La récente divulgation d’informations relatives aux circonstances du décès de Madame Blanche Tunasi continue d’alimenter les débats dans l’opinion congolaise. Au-delà des révélations elles-mêmes, plusieurs voix s’interrogent sur les limites du journalisme d’investigation et le respect des principes éthiques de la profession.

Dans une publication largement relayée sur les réseaux sociaux, la journaliste a rappelé quelques fondements du journalisme d’investigation. Selon elle, une enquête journalistique ne se justifie pas uniquement par la découverte d’informations inédites, mais surtout par leur intérêt public.

La professionnelle des médias souligne qu’une information ancienne peut parfaitement faire l’objet d’une enquête et d’une publication, à condition qu’elle réponde à un enjeu d’intérêt général.
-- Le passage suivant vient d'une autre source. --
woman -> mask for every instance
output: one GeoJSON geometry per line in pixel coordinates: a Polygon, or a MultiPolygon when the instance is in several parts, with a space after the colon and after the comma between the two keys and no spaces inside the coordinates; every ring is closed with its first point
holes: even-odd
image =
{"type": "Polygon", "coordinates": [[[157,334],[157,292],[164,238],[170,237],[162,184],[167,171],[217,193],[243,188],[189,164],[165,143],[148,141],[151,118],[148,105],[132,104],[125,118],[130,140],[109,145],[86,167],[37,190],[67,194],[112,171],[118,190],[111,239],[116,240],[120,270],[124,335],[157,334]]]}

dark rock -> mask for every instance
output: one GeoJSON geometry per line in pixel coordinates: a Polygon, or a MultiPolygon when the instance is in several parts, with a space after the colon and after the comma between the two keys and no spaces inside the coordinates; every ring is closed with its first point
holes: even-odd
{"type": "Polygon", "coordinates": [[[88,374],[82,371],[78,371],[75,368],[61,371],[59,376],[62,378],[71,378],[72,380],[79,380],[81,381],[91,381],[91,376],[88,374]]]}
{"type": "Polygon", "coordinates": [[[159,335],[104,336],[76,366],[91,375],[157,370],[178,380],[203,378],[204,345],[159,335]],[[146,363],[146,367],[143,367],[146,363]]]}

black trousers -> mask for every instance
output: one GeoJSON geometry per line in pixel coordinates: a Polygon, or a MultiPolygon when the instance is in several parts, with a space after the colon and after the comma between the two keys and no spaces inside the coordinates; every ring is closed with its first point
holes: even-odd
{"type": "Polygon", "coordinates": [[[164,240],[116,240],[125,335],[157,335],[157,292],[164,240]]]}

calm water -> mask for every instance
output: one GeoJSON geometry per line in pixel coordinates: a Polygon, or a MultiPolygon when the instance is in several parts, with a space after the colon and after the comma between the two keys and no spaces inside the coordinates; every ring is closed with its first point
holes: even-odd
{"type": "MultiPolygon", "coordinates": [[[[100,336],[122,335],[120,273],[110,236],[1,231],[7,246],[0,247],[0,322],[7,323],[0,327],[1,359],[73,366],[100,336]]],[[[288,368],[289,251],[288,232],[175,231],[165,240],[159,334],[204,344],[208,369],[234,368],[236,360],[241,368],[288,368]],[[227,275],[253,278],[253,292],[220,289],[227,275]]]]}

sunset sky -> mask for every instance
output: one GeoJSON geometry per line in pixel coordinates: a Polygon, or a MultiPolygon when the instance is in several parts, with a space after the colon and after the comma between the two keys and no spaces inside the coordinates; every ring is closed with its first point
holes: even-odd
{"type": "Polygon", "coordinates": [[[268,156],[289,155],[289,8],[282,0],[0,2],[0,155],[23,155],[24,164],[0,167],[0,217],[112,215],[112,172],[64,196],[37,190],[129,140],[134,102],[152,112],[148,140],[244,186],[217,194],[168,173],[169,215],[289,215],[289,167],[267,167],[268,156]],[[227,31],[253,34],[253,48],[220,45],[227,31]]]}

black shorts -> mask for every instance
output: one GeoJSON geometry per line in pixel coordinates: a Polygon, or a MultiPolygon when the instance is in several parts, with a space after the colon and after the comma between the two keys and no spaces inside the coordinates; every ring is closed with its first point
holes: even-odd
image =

Elle estime toutefois que la question centrale dans l’affaire Blanche Tunasi demeure celle de l’utilité publique des révélations effectuées.

Grâce Shako relève notamment que les journalistes doivent s’interroger sur plusieurs critères essentiels : l’exactitude des faits, l’existence d’un véritable intérêt public, le respect du principe du contradictoire ainsi que l’apport réel de l’information au débat public.

Pour l’analyste, lorsque les révélations portent principalement sur des éléments relevant de la vie privée, des données médicales ou des circonstances familiales, sans démonstration claire d’un enjeu collectif, le débat éthique devient inévitable.

Cette prise de position intervient alors que les discussions se multiplient sur la frontière entre le droit du public à l’information et le respect de la vie privée. Un débat qui remet au centre les principes fondamentaux du journalisme : informer avec rigueur, responsabilité et dans l’intérêt général.